"Hello."
Her voice was hollow and unreal. The words rang in the empty set like the ineffectualities of a ghost. The absurdities of their requirements appalled her--Did they expect that on an instant's notice she could put herself in the place of this preposterous and unexplained character?
"... No ... no.... Not yet! Now listen: 'John Sumner has just been knocked over by an automobile and instantly killed!'"
Gloria let her baby mouth drop slowly open. Then: "Now hang up! With a bang!"
She obeyed, clung to the table with her eyes wide and staring. At length she was feeling slightly encouraged and her confidence increased.
"My God!" she cried. Her voice was good, she thought. "Oh, my God!"
"Now faint."
She collapsed forward to her knees and throwing her body outward on the ground lay without breathing.
"All right!" called Mr. Debris. "That's enough, thank you. That's plenty. Get up--that's enough."
Gloria arose, mustering her dignity and brushing off her skirt.
"Awful!" she remarked with a cool laugh, though her heart was bumping tumultuously. "Terrible, wasn't it?"
"Did you mind it?" said Mr. Debris, smiling blandly. "Did it seem hard? I can't tell anything about it until I have it run off."

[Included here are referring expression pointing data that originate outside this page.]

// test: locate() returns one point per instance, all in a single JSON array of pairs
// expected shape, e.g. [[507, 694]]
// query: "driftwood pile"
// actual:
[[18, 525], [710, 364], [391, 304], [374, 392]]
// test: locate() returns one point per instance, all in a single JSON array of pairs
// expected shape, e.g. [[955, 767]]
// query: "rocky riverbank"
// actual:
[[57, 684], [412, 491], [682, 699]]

"Of course not," she agreed, trying to attach some sort of meaning to his remark--and failing. It was just the sort of thing he would have said had he been trying not to encourage her.

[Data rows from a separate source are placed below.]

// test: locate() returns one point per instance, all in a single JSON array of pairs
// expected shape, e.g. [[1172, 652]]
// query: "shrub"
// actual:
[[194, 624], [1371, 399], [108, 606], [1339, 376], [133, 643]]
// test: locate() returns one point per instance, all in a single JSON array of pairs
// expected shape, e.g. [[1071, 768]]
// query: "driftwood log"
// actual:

A few moments later she left the studio. Bloeckman had promised that she should hear the result of the test within the next few days. Too proud to force any definite comment she felt a baffling uncertainty and only now when the step had at last been taken did she realize how the possibility of a successful screen career had played in the back of her mind for the past three years. That night she tried to tell over to herself the elements that might decide for or against her. Whether or not she had used enough make-up worried her, and as the part was that of a girl of twenty, she wondered if she had not been just a little too grave. About her acting she was least of all satisfied. Her entrance had been abominable--in fact not until she reached the phone had she displayed a shred of poise--and then the test had been over. If they had only realized! She wished that she could try it again. A mad plan to call up in the morning and ask for a new trial took possession of her, and as suddenly faded. It seemed neither politic nor polite to ask another favor of Bloeckman.